|Early Tootsie Roll packaging.|
On February 23, 1896 Austrian immigrant Leo Hirshfield introduced the candy that would probably result in more emergency trips to the dentist than any other, the Tootsie Roll, at his New York City sweets shop. He named the confection in honor of his daughter Clara, aka Tootsie and not, as urban legend would have it, because of some bizarre foot fetish.
Prior to its introduction most Americans seldom had any kind of chocolate candy because milk chocolate and dark chocolate were inherently unstable, prone to crystallizing over time if they did not melt. Bon-bons were the treats of the rich and spoiled. Middle class families could make homemade fudge but it had to be eaten quickly because in a few days it would turn into teeth shattering brick. Most folks got their chocolate fix as the Aztecs did, by drinking cocoa and their sweet tooth satisfied by hard penny candies.
By mixing the cocoa powder with a caramel like syrup base, boiling it down, and rolling it into a bar, Hirshfield created a cheap, lasting, and portable treat.
It wasn’t until Milton Hershey devised a process to stabilize milk chocolate a few years later that he had to compete with widely available chocolate candy.

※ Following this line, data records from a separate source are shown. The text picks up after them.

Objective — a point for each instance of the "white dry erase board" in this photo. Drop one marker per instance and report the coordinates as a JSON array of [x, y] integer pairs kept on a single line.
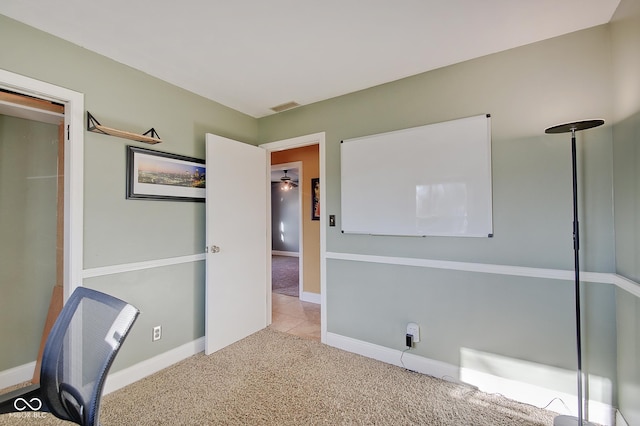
[[432, 180]]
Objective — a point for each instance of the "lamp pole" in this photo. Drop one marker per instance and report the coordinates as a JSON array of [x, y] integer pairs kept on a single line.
[[564, 128]]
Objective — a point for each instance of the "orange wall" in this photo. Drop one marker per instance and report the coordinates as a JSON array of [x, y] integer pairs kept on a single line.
[[309, 155]]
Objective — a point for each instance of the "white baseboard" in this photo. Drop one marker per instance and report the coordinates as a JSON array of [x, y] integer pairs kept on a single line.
[[15, 375], [516, 390], [149, 366], [620, 421], [285, 253], [311, 297]]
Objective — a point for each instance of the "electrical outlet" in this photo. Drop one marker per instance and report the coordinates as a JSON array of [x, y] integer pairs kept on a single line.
[[157, 333]]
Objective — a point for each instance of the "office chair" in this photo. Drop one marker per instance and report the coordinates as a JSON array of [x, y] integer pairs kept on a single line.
[[76, 359]]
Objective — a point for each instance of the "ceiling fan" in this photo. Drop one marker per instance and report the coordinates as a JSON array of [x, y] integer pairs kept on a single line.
[[286, 182]]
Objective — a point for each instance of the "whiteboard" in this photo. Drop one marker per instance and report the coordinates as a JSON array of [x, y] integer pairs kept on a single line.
[[432, 180]]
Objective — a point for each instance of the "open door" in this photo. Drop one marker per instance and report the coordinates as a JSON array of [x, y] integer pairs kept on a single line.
[[236, 239]]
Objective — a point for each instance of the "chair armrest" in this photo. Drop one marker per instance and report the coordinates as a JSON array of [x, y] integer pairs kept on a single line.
[[23, 399]]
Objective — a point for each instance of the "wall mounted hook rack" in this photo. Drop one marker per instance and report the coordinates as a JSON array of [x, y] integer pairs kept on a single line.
[[150, 136]]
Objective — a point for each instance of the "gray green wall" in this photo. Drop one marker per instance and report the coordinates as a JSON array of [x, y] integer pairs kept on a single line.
[[119, 231], [527, 319], [626, 156]]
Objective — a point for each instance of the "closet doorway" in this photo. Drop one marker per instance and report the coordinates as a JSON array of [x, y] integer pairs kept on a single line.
[[31, 223]]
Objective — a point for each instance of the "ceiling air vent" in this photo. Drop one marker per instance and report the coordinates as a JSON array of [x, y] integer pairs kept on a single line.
[[285, 106]]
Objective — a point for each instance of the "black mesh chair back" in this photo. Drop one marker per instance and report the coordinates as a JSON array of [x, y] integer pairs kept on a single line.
[[77, 356]]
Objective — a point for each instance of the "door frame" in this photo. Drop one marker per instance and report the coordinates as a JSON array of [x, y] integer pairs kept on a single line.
[[282, 145], [73, 167], [297, 165]]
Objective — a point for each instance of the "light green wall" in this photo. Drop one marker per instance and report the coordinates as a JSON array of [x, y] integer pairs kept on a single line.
[[120, 231], [525, 90], [28, 202], [626, 154]]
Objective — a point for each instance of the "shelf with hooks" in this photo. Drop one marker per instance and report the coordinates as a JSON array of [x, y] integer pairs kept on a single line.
[[150, 136]]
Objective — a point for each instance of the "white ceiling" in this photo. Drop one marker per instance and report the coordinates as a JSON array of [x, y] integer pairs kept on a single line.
[[253, 55]]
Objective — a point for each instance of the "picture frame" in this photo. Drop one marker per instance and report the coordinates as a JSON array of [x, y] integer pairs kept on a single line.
[[156, 175], [315, 199]]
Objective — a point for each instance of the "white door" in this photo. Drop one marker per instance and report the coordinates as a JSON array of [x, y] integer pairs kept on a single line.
[[236, 238]]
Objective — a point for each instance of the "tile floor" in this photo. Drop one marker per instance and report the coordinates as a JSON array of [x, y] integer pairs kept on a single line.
[[291, 315]]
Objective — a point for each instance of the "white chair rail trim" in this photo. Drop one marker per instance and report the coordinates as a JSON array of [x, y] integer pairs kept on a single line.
[[522, 271]]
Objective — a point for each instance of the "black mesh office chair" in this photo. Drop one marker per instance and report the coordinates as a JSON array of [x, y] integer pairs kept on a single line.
[[77, 356]]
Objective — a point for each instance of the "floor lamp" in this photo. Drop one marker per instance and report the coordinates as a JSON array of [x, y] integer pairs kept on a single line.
[[573, 128]]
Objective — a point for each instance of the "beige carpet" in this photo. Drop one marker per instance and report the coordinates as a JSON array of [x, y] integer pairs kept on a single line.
[[272, 378]]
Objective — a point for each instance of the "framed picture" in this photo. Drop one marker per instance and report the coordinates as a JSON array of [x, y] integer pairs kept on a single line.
[[315, 199], [155, 175]]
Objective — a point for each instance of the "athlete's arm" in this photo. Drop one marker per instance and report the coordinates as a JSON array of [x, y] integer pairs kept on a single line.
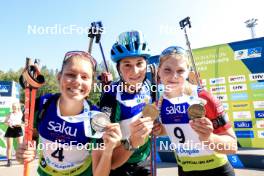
[[223, 142], [102, 157]]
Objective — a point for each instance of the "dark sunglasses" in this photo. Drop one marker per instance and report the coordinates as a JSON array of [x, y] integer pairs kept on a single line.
[[171, 50], [89, 57]]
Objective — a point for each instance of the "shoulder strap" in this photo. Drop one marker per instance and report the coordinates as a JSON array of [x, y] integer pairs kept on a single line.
[[46, 105]]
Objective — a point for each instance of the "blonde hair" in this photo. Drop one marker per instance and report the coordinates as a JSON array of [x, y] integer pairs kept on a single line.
[[17, 105], [184, 57]]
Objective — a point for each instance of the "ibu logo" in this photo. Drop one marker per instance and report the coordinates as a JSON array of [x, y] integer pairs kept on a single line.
[[243, 124], [259, 114]]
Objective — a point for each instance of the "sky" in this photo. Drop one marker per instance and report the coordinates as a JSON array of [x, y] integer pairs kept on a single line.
[[25, 25]]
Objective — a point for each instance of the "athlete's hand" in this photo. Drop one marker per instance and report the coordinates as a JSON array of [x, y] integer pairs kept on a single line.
[[158, 129], [203, 127], [140, 129], [112, 136], [26, 152]]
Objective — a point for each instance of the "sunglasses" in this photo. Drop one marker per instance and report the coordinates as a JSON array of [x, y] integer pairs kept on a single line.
[[89, 57], [172, 50]]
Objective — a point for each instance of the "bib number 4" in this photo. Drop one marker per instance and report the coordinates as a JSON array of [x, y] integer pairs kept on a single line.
[[58, 154]]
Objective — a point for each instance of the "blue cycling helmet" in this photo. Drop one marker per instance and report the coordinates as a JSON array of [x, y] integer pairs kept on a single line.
[[129, 44]]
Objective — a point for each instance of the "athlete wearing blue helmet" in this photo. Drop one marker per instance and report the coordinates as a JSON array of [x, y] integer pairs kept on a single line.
[[125, 106], [130, 44]]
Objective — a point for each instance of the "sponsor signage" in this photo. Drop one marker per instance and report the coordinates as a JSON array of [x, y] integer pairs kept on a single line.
[[245, 134], [238, 87], [242, 115], [235, 79], [256, 77], [243, 124]]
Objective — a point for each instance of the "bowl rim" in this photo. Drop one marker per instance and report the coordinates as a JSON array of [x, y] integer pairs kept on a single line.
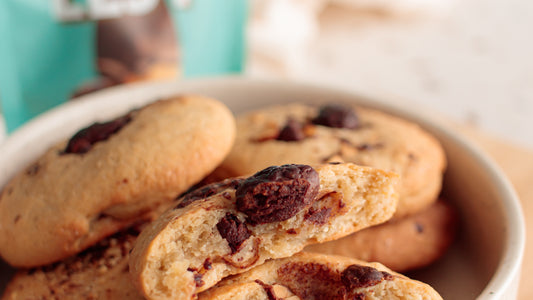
[[508, 268]]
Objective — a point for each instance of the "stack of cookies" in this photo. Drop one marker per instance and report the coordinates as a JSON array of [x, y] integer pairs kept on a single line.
[[178, 200]]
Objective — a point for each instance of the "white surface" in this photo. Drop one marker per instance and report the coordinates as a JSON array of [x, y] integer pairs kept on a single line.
[[472, 63], [485, 260]]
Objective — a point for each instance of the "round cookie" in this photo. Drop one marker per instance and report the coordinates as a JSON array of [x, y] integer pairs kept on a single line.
[[316, 276], [110, 175], [99, 272], [300, 133], [402, 244], [229, 227]]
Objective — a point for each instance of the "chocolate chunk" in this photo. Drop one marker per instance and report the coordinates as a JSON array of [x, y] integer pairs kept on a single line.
[[337, 116], [207, 191], [84, 139], [312, 281], [318, 217], [356, 276], [207, 264], [293, 131], [234, 231], [277, 193], [268, 289]]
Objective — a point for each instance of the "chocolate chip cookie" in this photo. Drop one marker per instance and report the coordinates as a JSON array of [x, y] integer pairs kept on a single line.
[[229, 227], [402, 244], [109, 175], [315, 276], [307, 134], [99, 272]]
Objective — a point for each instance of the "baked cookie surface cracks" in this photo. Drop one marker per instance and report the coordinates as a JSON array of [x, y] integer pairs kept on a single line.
[[110, 175], [243, 222]]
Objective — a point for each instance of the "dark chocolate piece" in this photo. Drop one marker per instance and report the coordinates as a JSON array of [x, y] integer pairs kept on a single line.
[[277, 193]]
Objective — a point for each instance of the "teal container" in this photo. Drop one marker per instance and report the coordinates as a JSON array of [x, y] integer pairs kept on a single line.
[[48, 47]]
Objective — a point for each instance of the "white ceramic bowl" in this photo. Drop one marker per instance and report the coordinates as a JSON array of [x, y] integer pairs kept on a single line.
[[483, 263]]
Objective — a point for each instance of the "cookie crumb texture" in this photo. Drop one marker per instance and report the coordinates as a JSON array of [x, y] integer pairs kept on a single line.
[[404, 244], [306, 134], [169, 258], [99, 272], [315, 276], [111, 175]]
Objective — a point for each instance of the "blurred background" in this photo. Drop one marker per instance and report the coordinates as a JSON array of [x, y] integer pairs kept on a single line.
[[468, 60]]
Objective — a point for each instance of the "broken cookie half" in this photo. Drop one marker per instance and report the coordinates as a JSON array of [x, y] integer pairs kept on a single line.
[[230, 227], [318, 276]]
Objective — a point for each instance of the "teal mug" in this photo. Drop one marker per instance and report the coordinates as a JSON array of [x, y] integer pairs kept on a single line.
[[54, 50]]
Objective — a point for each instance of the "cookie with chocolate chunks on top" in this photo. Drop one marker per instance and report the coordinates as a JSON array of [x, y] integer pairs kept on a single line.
[[109, 175], [271, 214], [309, 134], [316, 276], [404, 244], [99, 272]]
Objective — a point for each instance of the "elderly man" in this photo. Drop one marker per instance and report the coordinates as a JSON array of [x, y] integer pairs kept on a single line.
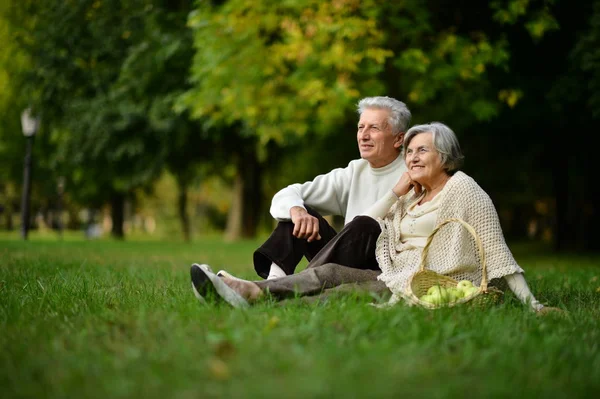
[[299, 208]]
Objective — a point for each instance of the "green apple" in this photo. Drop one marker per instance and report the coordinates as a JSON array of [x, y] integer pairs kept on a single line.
[[464, 284], [454, 294], [439, 295], [432, 289]]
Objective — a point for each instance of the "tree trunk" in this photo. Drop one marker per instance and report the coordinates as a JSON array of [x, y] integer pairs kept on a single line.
[[182, 208], [244, 216], [117, 213], [8, 216], [250, 170], [233, 231]]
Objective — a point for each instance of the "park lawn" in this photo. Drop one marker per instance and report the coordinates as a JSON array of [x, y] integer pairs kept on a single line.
[[107, 319]]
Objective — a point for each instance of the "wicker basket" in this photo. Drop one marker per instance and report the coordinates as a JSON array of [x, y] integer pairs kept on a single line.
[[423, 279]]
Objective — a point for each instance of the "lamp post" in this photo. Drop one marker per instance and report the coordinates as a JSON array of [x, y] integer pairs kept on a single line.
[[30, 125]]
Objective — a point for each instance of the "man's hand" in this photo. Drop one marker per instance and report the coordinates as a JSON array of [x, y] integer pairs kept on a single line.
[[405, 184], [305, 225]]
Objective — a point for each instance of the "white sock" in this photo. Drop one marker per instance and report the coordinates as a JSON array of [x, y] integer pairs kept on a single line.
[[275, 272], [519, 286]]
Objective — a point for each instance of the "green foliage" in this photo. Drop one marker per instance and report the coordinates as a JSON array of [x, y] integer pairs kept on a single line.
[[539, 21], [283, 69]]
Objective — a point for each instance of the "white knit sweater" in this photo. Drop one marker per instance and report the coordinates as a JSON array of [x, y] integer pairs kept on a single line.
[[343, 191]]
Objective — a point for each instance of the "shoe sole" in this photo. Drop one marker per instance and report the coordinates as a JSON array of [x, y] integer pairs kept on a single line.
[[206, 283], [223, 273]]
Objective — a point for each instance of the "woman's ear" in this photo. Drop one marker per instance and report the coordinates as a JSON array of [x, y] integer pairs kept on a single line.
[[398, 140]]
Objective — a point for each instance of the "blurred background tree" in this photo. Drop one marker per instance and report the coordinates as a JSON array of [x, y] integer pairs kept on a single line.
[[250, 96]]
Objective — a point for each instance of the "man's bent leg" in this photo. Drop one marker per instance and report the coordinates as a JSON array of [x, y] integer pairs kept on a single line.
[[286, 250], [354, 246], [315, 280]]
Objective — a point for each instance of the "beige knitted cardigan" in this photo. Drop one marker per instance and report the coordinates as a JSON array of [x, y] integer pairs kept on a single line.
[[452, 251]]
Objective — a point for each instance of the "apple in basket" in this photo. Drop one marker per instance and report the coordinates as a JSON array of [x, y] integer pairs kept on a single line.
[[455, 294], [438, 294]]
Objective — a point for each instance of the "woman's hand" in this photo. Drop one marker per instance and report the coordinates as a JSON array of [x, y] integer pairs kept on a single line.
[[405, 184]]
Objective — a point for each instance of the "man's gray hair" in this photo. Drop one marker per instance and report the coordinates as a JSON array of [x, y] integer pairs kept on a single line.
[[399, 114], [444, 141]]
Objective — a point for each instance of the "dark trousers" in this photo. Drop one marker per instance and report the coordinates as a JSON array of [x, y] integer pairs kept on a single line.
[[353, 247]]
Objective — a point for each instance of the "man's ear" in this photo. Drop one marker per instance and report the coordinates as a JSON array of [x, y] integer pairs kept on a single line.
[[398, 140]]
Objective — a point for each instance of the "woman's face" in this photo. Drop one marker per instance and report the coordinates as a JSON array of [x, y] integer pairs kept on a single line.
[[423, 161]]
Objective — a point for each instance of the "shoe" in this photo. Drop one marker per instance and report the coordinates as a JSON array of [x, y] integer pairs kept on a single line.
[[206, 284]]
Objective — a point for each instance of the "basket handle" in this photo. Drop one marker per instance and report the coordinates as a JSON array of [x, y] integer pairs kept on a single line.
[[471, 230]]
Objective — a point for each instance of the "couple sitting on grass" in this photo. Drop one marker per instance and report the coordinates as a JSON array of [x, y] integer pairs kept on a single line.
[[391, 200]]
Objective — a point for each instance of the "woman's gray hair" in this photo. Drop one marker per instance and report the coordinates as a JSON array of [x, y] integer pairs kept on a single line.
[[399, 114], [444, 141]]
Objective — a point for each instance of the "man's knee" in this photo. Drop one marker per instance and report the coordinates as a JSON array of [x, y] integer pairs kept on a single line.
[[327, 272], [364, 223]]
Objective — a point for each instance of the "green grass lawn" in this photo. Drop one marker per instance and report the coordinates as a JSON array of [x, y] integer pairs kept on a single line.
[[106, 319]]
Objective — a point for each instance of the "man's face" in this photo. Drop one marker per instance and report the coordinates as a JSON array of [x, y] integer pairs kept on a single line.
[[375, 140]]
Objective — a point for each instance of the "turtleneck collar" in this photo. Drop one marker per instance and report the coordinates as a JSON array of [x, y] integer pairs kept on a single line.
[[396, 163]]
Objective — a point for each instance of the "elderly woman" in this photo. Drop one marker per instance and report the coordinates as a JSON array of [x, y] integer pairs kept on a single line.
[[431, 191]]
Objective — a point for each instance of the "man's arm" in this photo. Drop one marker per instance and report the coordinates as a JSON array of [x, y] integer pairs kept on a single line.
[[327, 194]]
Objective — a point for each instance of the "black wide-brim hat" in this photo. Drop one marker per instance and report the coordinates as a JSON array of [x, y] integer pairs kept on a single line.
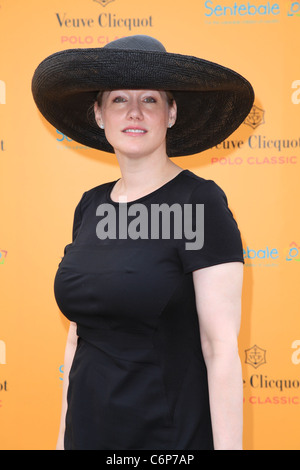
[[212, 100]]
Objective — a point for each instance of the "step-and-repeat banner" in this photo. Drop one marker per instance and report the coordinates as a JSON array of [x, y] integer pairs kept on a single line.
[[44, 174]]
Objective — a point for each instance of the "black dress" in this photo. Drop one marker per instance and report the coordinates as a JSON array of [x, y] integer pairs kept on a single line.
[[138, 379]]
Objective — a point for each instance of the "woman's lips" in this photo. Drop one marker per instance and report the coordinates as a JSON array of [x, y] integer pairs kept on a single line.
[[134, 130]]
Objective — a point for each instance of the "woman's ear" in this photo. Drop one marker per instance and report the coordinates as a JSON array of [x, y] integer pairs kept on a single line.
[[98, 115], [172, 114]]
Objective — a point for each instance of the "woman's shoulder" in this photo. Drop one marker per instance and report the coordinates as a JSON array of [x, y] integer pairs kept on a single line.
[[201, 187]]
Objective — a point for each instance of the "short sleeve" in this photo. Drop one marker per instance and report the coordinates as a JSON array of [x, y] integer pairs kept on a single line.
[[221, 239]]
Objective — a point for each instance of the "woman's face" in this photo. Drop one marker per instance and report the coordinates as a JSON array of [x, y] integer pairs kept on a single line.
[[136, 121]]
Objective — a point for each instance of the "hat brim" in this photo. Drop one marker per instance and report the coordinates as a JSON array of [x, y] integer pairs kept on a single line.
[[212, 100]]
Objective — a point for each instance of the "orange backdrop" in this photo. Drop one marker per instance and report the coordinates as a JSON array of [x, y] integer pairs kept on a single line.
[[43, 175]]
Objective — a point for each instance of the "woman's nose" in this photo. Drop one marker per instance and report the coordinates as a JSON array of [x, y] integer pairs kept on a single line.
[[135, 111]]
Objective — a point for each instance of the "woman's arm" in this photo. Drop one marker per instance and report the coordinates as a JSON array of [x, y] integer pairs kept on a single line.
[[218, 292], [69, 355]]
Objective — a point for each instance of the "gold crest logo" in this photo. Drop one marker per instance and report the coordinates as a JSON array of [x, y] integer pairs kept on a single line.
[[255, 356], [255, 118]]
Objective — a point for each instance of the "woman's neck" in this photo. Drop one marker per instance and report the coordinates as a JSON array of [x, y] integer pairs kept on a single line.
[[141, 176]]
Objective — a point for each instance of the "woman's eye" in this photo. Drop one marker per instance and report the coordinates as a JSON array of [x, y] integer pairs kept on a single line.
[[119, 99], [150, 99]]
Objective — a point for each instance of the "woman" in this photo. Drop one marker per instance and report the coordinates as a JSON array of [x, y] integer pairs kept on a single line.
[[152, 357]]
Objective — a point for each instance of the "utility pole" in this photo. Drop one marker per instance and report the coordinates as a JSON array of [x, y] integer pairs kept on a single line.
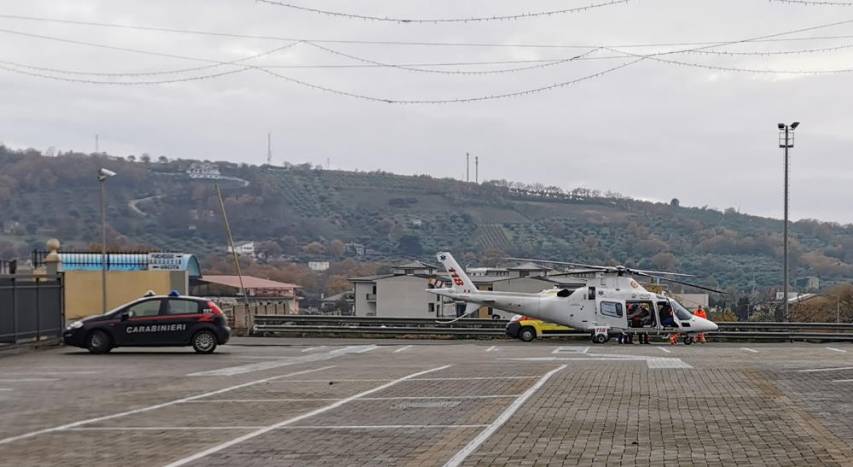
[[786, 142], [103, 175], [269, 148], [477, 169]]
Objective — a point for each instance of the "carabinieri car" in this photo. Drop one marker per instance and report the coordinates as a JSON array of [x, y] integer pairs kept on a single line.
[[153, 321]]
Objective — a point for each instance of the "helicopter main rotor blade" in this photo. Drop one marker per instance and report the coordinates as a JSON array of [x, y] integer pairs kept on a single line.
[[676, 281], [665, 273], [563, 263]]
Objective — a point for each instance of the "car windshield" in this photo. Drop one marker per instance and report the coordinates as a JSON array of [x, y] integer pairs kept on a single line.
[[680, 311]]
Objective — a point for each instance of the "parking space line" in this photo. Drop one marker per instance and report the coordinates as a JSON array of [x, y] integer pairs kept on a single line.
[[284, 361], [160, 428], [475, 443], [291, 427], [815, 370], [336, 380], [400, 398], [472, 378], [28, 380], [571, 349], [374, 427], [156, 406], [289, 421]]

In 1931 the company introduced the Tootsie Pop, cheap treat just the ticket for Depression era cash strapped customers. The durability of the original Tootsie Roll caused it to be included in the rations of World War II GIs.
Today, faced with competition from endless chocolate bars, the full size Tootsie Roll has faded from many candy counters. But the personal size and mini versions in bags are ubiquitous as inexpensive Halloween candy and for kid’s birthday party treat bags.
And they will still pull a filling out of a molar in a heartbeat.